Per Cassese è evidentemente così. Questa la sua illuminante conclusione:
«Il governo, invece di cercare di combinare matrimoni, con il pericolo di rimanere invischiato nelle lotte di mercato, per il controllo di Tim, farebbe bene a dettare poche regole e ad astenersi dall’intervenire, facendo rispettare i tempi di costruzione della rete agli affidatari, che hanno ottenuto i finanziamenti pubblici, secondo le direttive dell’Unione europea». Amen!

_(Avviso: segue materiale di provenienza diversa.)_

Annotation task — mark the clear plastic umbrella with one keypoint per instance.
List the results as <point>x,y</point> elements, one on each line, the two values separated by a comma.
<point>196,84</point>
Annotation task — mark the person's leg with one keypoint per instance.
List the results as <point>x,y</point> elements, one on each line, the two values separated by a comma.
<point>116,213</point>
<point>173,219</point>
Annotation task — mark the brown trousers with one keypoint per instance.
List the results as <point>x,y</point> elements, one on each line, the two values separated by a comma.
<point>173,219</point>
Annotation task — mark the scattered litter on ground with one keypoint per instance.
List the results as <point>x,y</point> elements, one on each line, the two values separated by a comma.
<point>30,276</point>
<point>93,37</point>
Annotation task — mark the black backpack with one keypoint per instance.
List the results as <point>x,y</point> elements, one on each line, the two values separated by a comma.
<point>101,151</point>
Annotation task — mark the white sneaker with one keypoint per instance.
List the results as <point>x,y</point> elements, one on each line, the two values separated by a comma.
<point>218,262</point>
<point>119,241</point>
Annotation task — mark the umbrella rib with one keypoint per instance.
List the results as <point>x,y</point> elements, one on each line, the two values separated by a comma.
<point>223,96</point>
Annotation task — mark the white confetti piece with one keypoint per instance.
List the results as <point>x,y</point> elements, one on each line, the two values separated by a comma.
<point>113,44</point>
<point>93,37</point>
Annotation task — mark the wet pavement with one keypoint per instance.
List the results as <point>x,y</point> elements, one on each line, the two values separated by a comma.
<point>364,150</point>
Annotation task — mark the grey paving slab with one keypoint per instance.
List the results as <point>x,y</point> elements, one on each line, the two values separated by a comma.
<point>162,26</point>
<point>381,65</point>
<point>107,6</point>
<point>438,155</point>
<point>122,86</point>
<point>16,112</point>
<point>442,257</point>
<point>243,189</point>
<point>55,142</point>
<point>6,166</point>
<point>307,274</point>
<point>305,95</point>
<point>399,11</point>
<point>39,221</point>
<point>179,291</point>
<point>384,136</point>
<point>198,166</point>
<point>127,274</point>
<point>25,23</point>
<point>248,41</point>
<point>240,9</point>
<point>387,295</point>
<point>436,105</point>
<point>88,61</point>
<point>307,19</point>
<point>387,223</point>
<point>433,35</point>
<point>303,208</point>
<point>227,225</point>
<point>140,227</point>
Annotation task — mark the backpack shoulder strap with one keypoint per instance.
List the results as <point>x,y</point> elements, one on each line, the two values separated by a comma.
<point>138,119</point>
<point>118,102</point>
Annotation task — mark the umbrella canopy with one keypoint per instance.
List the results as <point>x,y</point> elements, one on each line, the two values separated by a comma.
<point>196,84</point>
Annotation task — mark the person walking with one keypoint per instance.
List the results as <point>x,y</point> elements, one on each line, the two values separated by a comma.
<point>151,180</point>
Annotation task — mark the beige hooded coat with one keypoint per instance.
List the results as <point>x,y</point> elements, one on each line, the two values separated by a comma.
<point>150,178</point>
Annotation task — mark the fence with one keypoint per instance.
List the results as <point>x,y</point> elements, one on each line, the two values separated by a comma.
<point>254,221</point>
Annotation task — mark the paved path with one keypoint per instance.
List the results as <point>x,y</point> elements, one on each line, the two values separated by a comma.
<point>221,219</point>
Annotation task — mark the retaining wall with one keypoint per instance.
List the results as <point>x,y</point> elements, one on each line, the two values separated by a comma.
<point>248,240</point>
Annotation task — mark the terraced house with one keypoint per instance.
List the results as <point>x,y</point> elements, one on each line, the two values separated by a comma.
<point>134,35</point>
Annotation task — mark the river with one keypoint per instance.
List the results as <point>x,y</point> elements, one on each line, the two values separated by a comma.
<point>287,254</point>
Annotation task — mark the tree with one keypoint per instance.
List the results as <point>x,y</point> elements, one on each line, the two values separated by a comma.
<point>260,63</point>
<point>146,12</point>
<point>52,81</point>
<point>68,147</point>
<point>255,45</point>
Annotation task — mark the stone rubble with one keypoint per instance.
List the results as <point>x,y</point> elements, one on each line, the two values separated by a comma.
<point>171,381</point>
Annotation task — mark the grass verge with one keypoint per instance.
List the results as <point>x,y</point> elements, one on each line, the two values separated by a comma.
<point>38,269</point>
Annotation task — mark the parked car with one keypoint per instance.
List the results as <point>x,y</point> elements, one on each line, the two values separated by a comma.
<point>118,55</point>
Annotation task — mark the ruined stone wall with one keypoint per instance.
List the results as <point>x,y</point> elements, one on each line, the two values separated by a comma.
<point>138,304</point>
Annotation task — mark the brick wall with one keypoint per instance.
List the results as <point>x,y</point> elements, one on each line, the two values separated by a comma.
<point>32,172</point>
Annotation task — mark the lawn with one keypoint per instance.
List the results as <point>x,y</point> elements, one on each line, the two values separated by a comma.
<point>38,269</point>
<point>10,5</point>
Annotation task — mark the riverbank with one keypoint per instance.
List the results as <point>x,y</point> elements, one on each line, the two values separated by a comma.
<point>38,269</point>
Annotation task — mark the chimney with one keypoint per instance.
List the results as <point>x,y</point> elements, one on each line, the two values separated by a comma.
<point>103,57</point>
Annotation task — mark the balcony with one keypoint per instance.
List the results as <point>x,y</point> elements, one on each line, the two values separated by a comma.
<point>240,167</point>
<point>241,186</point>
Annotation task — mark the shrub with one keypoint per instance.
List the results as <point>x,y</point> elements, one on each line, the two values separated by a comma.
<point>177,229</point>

Lasciar fare al mercato, astenersi dall’intervenire, limitarsi alle regole, affidarsi alle direttive di Bruxelles: altro non si può fare, ci mancherebbe! E ci mancherebbe che qualcuno avesse a ricordarsi del già citato art. 43! Che proprio per questo vogliamo rammentare al costituzionalista Cassese:
«Art. 43. A fini di utilità generale la legge può riservare originariamente o trasferire, mediante espropriazione e salvo indennizzo, allo Stato, ad enti pubblici o a comunità di lavoratori o di utenti determinate imprese o categorie di imprese, che si riferiscano a servizi pubblici essenziali o a fonti di energia o a situazioni di monopolio ed abbiano carattere di preminente interesse generale».

Nazionalizzare si può, dice la Costituzione repubblicana. Nazionalizzare si deve, aggiungiamo noi nel nostro piccolo. E nel caso della rete telefonica, Cassese o non Cassese, proprio non dovrebbe esserci dubbio alcuno.